The trial is set for January 10, 2022, before Judge Edmund A. Sargus in the Southern District Court of Ohio.
The Milanesi lawsuit (2:18-cv-01320) is the second bellwether trial selected among 14,295 filed in the Ohio multidistrict litigation (MDL) naming defendant Bard. Another 14,000 similar cases are pending in state court in Rhode Island.
The Milanesi case is a plaintiff pick and the first For Ventralex, just one of the family of hernia meshes made by Bard.
Last September the first bellwether Johns v Bard ended in a jury verdict for Bard after a five-week trial. That case was a defense pick and attorneys argued it was not typical of the injury profile for mesh hernia mesh plaintiffs.
The hernia mesh in question produced by Bard is the Ventralex Hernia Patch Mesh.
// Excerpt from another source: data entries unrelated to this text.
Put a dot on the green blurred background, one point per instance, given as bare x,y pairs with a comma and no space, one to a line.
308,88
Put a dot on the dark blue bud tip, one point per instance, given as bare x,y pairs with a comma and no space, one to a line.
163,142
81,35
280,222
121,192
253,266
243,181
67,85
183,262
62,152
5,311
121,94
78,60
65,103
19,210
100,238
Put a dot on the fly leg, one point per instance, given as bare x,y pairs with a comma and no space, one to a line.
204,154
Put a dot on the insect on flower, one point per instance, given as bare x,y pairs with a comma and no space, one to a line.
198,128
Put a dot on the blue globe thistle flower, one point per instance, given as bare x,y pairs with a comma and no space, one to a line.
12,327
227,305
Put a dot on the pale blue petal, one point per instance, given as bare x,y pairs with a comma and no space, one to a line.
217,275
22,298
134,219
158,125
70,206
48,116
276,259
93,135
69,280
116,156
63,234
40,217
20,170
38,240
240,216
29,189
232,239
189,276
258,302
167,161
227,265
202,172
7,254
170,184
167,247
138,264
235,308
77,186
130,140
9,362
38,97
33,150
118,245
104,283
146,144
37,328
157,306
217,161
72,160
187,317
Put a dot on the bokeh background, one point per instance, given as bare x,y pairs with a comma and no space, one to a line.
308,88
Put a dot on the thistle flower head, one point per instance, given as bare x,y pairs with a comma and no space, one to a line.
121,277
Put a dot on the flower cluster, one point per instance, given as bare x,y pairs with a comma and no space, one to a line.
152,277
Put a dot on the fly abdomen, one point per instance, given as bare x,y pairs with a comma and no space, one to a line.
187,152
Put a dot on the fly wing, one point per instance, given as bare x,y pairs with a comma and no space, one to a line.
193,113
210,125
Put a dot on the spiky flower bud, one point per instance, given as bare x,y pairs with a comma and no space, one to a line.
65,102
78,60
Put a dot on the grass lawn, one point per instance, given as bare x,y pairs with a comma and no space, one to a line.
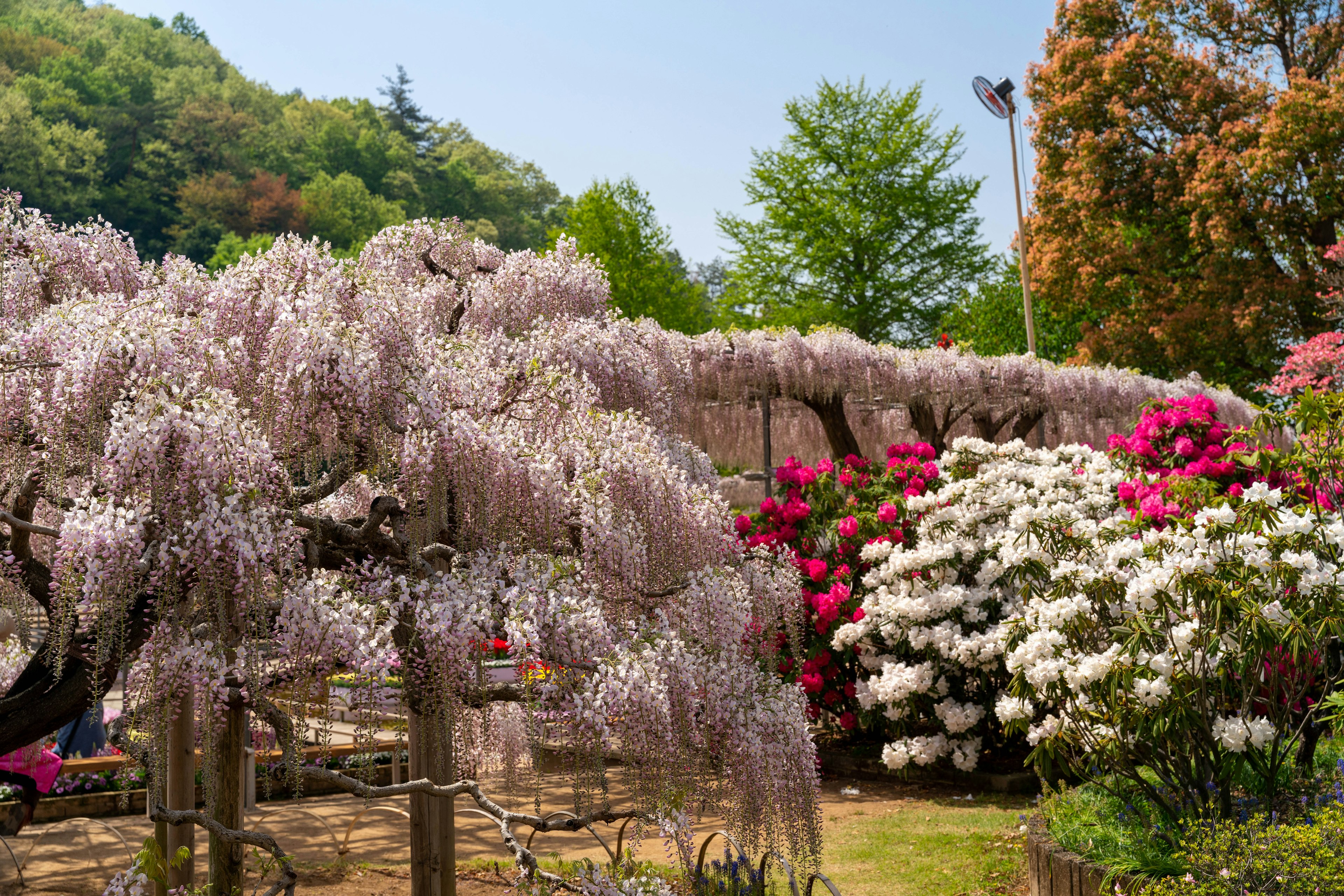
896,840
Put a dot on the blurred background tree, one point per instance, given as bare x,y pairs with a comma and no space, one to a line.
862,224
990,319
1190,175
616,222
146,124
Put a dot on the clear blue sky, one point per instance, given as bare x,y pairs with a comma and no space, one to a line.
675,94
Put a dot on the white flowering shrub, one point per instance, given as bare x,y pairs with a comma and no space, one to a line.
1178,659
936,616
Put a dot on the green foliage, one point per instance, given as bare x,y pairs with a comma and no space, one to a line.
990,319
233,248
152,863
1230,859
1108,829
343,211
616,224
862,226
150,127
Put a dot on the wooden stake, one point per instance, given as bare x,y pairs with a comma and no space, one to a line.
765,438
433,836
182,789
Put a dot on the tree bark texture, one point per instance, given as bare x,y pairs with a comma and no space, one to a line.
433,848
226,860
834,424
182,790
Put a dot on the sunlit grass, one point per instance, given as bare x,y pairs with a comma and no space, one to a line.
936,847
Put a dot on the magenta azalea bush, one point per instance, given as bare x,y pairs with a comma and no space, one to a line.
826,515
1182,457
839,522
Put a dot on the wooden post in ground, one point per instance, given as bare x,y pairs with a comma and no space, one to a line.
182,789
765,440
226,860
433,848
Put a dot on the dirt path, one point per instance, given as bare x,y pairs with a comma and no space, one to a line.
870,851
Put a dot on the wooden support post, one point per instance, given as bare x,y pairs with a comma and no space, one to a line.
765,440
226,860
433,848
182,789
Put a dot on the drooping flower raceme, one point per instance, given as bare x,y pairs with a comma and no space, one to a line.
382,468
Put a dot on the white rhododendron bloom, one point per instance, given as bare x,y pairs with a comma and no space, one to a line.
1233,609
937,612
1234,734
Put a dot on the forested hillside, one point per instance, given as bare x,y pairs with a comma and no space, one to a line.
146,124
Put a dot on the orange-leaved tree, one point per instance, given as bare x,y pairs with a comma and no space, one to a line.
1190,170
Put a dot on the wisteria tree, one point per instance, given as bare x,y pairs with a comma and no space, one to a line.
303,465
941,389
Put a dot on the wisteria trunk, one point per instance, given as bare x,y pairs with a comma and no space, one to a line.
226,860
433,837
182,789
835,425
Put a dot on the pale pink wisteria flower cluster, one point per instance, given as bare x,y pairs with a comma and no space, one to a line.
378,467
894,395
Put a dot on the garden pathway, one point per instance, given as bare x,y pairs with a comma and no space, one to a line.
889,840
Cleared by the FDA through its 510(k) process on July 16, 2002, Bard claimed the Ventralex was “substantially equivalent” to the Bard Composix Kugel Mesh Patch, containing the same memory recoil ring.
Bard settled 2,600 Kugel defective product cases for $184 million in 2013.
It is multi-layered polypropylene and expanded polytetrafluoroethylene (ePTFE), a thermoplastic polymer, on one side which is intended to face the intestines in the intra-abdominal space so it does not adhere to the body.
Gor-Tex is a brand of expanded ePTFE and PTFE is used to coat non-stick pans.
It contains two layers of polypropylene mesh and a memory recoil ring component which is left implanted along with the polypropylene mesh. In this case, the complaint says the ring is used to place the mesh but its presence can cause the mesh to deform and buckle and the forces on the mesh can cause the ring to break.
Bowel perforation is the fear when that happens.
Mr. Milanesi had the Ventralex Hernia Patch mesh implanted July 11, 2007, at Sacred Heart Hospital in Pensacola. He says he was not informed of the known complications and risks associated with Ventralex, and that his surgeon, Dr. Karanbir Gill, had not been informed either.
Ten years later on May 26, 2017, Mr. Milanesi had another surgery to remove the infected Ventralex and a small bowel fistula. The surgeon noted a loop of small bowel was densely attached to the mesh. The small bowel had experienced an erosion involving a portion of the mesh, causing the surgeon to perform a resection on the small bowel, removal of the bowel fistula, and infected hernia mesh. Mr. Milanesi claims he is severely and permanently injured as a result.
One month later in June 2017, Mr. Milanesi underwent another surgery to repair a high-grade small bowel obstruction.
Plaintiffs are alleging negligence, a manufacturing defect, design defect, infliction of emotional distress, and a failure to warn. Last October, an Ohio federal court threw out their claim that the hernia mesh was defectively manufactured. The couple may seek punitive damages.
Ventralex is similar to Bard’s three others that are the subject of defective product actions – Ventralight ST, Prefix, and 3D Max.
Defendant Davol is incorporated in Rhode Island. Bard is incorporated under New Jersey laws. Bard is the parent company of Davol and controls the largest market share of the hernia mesh market. Davol owns the patent on the device.
Attorneys for Milanesi are Levin Papantonio, Tim O’Brien, and Robert Price.